WEKO-Praxis zur Bonusregelung privilegiert absichtliche Tatbegehung

Während einer Hausdurchsuchung wird den Unternehmen die Möglichkeit geboten, von der Bonusregelung Gebrauch zu machen. Ein Unternehmen, welches am Tag der Hausdurchsuchung als Erstes die volle Kooperation erklärt und der Behörde zentrale Beweismittel zur Verfügung stellt, darf mit einem vollständigen Sanktionserlass rechnen.

Gemäss der Praxis nicht notwendig für den Sanktionserlass ist, dass mit der Bonusmeldung das Verfahren in Gang gesetzt worden ist. Beispielsweise beim Submissionsabsprachefall im Kanton Aargau hat eine Privatperson die Behörde auf die Kartellrechtsverstösse aufmerksam gemacht. Diese Anzeige führte zu Hausdurchsuchungen. Einige Unternehmen haben am Tag der Hausdurchsuchung oder später von der Bonusregelung Gebrauch gemacht. Einige haben  einen vollständigen Sanktionserlass oder zumindest einen vollen Erlass für die von ihnen angezeigten Submissionsfälle erhalten. Im Aargauer Fall gab es mithin ein Bauunternehmen, welches überhaupt keine Busse bezahlen musste, obwohl es den Fall nicht ins Rollen gebracht hat. Diese Praxis ist stossend, da sie im Regelfall die Absichtstäter, bei denen die höchste Führungsebene an den Kartellrechtsverstössen beteiligt ist, zu grosszügig behandelt.

Ansprechpartner der Vertreter des Weko-Sekretariats ist die oberste Unternehmensführung (regelmässig der CEO).

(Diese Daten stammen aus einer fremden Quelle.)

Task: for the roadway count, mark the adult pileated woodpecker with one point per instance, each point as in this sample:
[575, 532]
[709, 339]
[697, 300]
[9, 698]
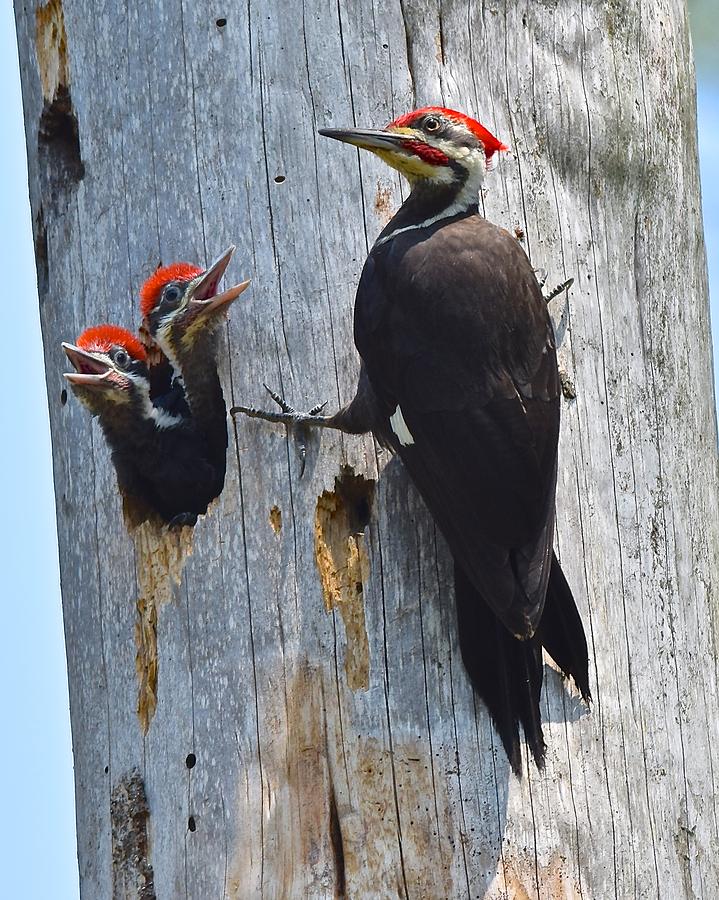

Nur Unternehmen, welche Kartellabsprachen auf Stufe Geschäftsleitung bewusst und systematisch als Strategie verfolgten („Absichtstäter“), sind in der Lage, rechtzeitig eine Bonusmeldung einzureichen. Unternehmen, bei denen die oberste Unternehmensführung keine Kenntnis von Kartellverstössen hat (bspw. weil ein Mitarbeiter entgegen der Weisungen der GL Absprachen getroffen hat), haben keine Möglichkeit, einen vollen Sanktionserlass zu erhalten.

Die Absichtstäter werden möglicherweise sogar besser gestellt als Unternehmen, welche zu Unrecht von einem Konkurrenten der Absprachebeteiligung bezichtigt werden. Da die Behörde in aller Regel die Bezichtigungen in den Bonusmeldungen als glaubwürdig erachtet (so im Aargauer Fall), muss das zu Unrecht bezichtigte Unternehmen de facto seine Unschuld nachweisen. Ein zu Unrecht bezichtigtes Unternehmen, welches seine Unschuld nicht nachweisen kann, hat auch keine Möglichkeit, von der Bonusregelung Gebrauch zu machen.

Dieses Ergebnis lässt sich kaum mit einem allgemein gültigen Gerechtigkeitsempfinden vereinbaren. Die Praxis der Weko ist bei Bonusmeldungen zu grosszügig. Nur Unternehmen, welche einen Fall ins Rollen bringen, sollten einen vollen Sanktionserlass erhalten. Es darf nicht sein, dass gerade diejenigen Unternehmen, bei denen der CEO am Tag der Hausdurchsuchung einen Bundesordner mit Beweismitteln zu Absprachen in Griffweite hat, in den Genuss eines vollen Sanktionserlasses kommen. Zur Wahrung der eigenen Glaubwürdigkeit sollte sich die Behörde die Beweiserleichterungen nicht mit solchen Mitteln erkaufen.